Mrs Uncle Phil is a little on the small side. Although she has the shortest cranks we can find on her PDQ, she's still a bit stretched on it. Before we go the the trouble and expense of either modifying the frame or getting some cranks modified, we'd like to try a pair of crank shorteners to see whether even shorter cranks would do the trick.

We rented Anton Wieger's Janus tandem for a couple of days recently, and he fitted a neat little pair of crank shorteners for her benefit, which gave us the idea. 

SJS's cheapies are only suitable for skinny steel cranks; everything else seems to be rather expensive for just a trial. They're the kind of thing someone with growing children might have in a box o'bits somewhere.

Do you have a pair, and can I buy 'em, please?


----------



## threebikesmcginty (18 May 2011)

Uncle Phil said:


> We rented Anton Wieger's Janus tandem for a couple of days recently, and he fitted a neat little pair of crank shorteners for her benefit, which gave us the idea.



Uncle Phil, sorry I can't help with the crank shorteners, but how the heck does that bike work?


----------



## Amanda P (18 May 2011)

Well... each end has its own transmission. The front end is relatively conventional - at least for a front-wheel drive recumbent. It has an 8-speed hub gear and a chain tensioner; the chain twists as you steer. That sounds inelegant, but it works surprisingly well, since you rarely turn the steering more than a few degrees.

The rear end transmission is identical, but so that the stoker doesn't have to pedal backwards, it's simply mounted on the wrong side of the bike. There's no need for the chain tensioner, and the chainset is modified so that the pedals don't unscrew themselves, and that's about it.

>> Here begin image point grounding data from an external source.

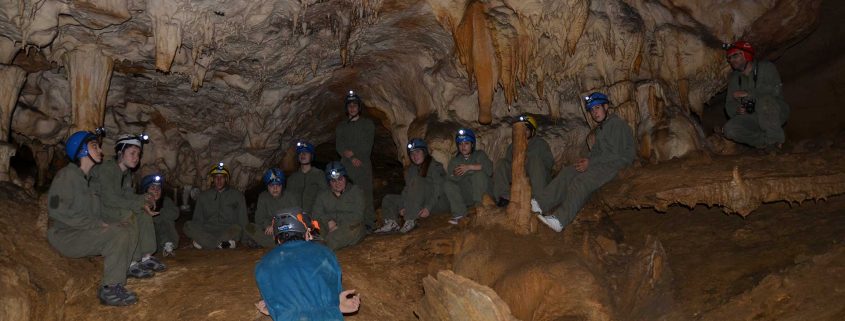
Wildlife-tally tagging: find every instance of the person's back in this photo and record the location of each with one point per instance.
(300, 280)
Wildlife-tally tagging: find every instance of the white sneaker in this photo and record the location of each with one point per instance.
(408, 226)
(535, 207)
(168, 249)
(389, 226)
(552, 222)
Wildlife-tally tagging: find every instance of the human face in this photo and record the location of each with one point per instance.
(352, 110)
(417, 156)
(220, 181)
(94, 151)
(599, 113)
(338, 185)
(737, 61)
(130, 157)
(155, 190)
(275, 190)
(465, 148)
(305, 158)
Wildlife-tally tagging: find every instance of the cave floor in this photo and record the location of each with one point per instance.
(782, 258)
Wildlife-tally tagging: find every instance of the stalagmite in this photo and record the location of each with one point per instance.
(89, 73)
(11, 80)
(519, 210)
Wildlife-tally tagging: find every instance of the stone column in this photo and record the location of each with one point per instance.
(519, 209)
(89, 73)
(11, 80)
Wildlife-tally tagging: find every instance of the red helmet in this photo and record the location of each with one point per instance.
(743, 47)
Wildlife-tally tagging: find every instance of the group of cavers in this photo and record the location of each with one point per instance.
(95, 210)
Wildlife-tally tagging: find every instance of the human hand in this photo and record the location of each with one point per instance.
(262, 307)
(347, 304)
(582, 164)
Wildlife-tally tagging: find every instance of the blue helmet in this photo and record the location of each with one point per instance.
(595, 99)
(465, 135)
(303, 146)
(335, 170)
(76, 146)
(274, 176)
(150, 180)
(417, 143)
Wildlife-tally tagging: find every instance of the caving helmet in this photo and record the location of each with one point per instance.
(126, 140)
(417, 143)
(220, 168)
(334, 170)
(740, 46)
(150, 180)
(273, 176)
(76, 146)
(595, 99)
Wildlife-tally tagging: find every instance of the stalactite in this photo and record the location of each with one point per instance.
(11, 80)
(89, 73)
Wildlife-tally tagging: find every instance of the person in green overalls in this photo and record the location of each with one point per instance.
(167, 238)
(307, 181)
(270, 202)
(354, 143)
(613, 150)
(422, 194)
(339, 210)
(113, 181)
(468, 176)
(76, 228)
(754, 102)
(538, 164)
(220, 214)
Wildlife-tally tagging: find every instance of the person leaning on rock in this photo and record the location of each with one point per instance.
(270, 202)
(299, 279)
(76, 226)
(113, 181)
(340, 209)
(219, 215)
(754, 102)
(613, 150)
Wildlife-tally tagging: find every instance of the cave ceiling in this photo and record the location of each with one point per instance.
(240, 81)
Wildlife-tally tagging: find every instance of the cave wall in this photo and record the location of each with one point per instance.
(239, 82)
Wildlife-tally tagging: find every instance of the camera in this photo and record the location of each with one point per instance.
(749, 105)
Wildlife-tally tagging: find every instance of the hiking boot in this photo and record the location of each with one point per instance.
(455, 220)
(552, 222)
(137, 271)
(408, 226)
(389, 226)
(152, 263)
(168, 249)
(535, 207)
(230, 244)
(116, 295)
(502, 202)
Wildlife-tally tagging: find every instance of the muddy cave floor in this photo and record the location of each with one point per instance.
(720, 263)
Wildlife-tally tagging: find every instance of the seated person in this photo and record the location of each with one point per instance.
(613, 150)
(340, 209)
(754, 103)
(301, 280)
(76, 228)
(220, 214)
(167, 238)
(538, 164)
(468, 176)
(422, 194)
(269, 203)
(307, 181)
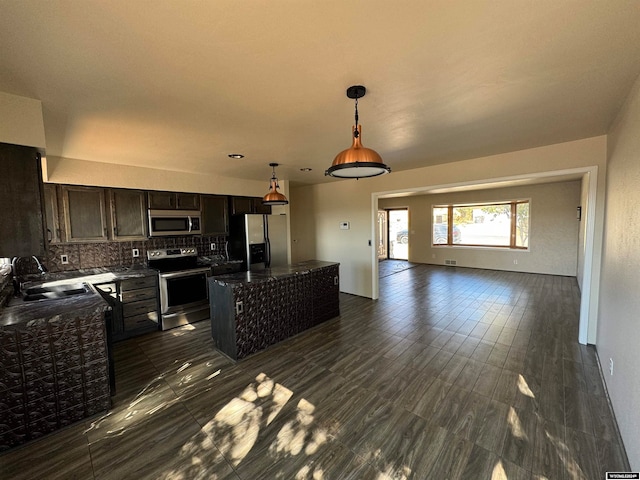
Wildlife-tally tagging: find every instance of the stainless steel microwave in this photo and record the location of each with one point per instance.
(164, 223)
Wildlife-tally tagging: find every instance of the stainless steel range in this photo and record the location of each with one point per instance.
(184, 291)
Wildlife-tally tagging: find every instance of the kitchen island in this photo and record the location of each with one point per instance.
(54, 355)
(253, 310)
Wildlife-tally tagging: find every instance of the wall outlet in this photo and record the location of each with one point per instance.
(611, 366)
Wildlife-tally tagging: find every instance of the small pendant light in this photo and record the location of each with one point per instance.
(274, 197)
(357, 161)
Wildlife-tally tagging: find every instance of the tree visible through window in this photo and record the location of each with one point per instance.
(502, 225)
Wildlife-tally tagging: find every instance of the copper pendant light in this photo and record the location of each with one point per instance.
(357, 161)
(274, 197)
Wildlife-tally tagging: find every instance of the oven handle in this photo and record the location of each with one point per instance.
(186, 273)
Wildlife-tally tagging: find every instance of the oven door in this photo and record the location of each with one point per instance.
(181, 290)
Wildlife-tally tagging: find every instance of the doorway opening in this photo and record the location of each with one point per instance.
(398, 234)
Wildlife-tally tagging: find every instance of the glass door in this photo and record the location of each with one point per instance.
(383, 235)
(398, 231)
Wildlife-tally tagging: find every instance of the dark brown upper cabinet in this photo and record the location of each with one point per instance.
(52, 213)
(215, 216)
(22, 230)
(240, 205)
(85, 218)
(174, 200)
(128, 214)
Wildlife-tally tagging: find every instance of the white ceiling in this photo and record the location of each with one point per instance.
(178, 84)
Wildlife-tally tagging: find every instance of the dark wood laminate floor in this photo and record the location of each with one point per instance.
(454, 373)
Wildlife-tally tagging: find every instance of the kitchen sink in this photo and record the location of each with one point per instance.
(53, 292)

The two halves of the bike are identical, made on the same jig. The back end doesn't really need handlebars, but narrow ones are fitted anyway. Steering at the back is de-activated by the struts you can see between the seat mounting and the forks. Meanwhile the front end has (and needs) wide handlebars.

A neat touch is that there's pivot between the two halves and a shock absorber, so that the bike gently flexes in the middle to absorb bumps.

It's all a very neat bit of design and workmanship. Anton's a thoroughly nice chap and if you fancy trying the Janus, give him a ring and rent it for a day or two. Even in the Netherlands, this bike raises eyebrows!

Now, anyone got any crank shorteners?


----------



## mickle (18 May 2011)

Nijland Products do 'em - and Get Cycling in York is a Nijland Products dealer. Dunno if they have them in stock but worth a try.


----------